The following keys are available for renaming:

  • {friend}: Friend.name

  • {branch}: branch name

If the renaming function returns a tuple, the data will be stored in a nested record.

copy()[source]#
Returns:

Chain – A shallow copy of self.

concat(library='ak', reader_options=None, friend_only=False)[source]#

Read all chunks and friend trees into one record.

Parameters:
  • library (Literal['ak', 'np', 'pd'], optional, default='ak') – The library used to represent arrays.

  • reader_options (dict, optional) – Additional options passed to TreeReader.

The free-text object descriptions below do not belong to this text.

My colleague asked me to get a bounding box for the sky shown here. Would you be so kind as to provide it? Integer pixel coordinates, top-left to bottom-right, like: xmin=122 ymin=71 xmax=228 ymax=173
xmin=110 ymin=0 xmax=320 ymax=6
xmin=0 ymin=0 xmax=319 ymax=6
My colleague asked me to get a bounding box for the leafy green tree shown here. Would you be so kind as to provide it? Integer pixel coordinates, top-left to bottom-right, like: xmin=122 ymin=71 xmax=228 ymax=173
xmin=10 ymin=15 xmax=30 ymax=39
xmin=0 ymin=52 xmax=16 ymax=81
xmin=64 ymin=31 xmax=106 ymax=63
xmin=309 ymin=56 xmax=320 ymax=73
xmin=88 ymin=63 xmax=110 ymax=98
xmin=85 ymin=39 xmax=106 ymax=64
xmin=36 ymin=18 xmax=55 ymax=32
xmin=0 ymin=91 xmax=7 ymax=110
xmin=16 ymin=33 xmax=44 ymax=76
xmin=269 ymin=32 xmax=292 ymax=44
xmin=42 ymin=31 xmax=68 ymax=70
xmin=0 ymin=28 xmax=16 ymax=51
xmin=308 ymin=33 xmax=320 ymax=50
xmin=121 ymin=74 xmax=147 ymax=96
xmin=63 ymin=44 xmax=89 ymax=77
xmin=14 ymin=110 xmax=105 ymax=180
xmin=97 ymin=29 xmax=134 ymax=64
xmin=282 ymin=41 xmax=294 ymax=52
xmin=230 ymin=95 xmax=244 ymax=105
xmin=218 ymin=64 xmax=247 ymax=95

  • friend_only (bool, optional, default=False) – If True, only read friend trees.

Returns:

RecordLike – Concatenated data.

iterate(step=..., library='ak', mode='partition', reader_options=None, friend_only=False)[source]#

Iterate over chunks and friend trees.

Parameters:
  • step (int, optional) – Number of entries to read in each iteration step. If not given, the chunk size will be used and the mode will be ignored.

  • library (Literal['ak', 'np', 'pd'], optional, default='ak') – The library used to represent arrays.

  • mode (Literal['balance', 'partition'], optional, default='partition') – The mode to generate iteration steps. See iterate() for details.

  • reader_options (dict, optional) – Additional options passed to TreeReader.

  • friend_only (bool, optional, default=False) – If True, only read friend trees.

Yields:

RecordLike – A chunk of merged data from main and friend TTree.

dask(partition=..., library='ak', reader_options=None, friend_only=False)[source]#

Read chunks and friend trees into delayed arrays.

Warning

The renaming option will be ignored when using library='ak'.

Parameters:
  • partition (int, optional) – If given, the sources will be splitted into smaller chunks targeting partition entries.

  • library (Literal['ak', 'np'], optional, default='ak') – The library used to represent arrays.

  • reader_options (dict, optional) – Additional options passed to TreeReader.

  • friend_only (bool, optional, default=False) – If True, only read friend trees.

Returns:

DelayedRecordLike – Delayed data from main and friend TTree.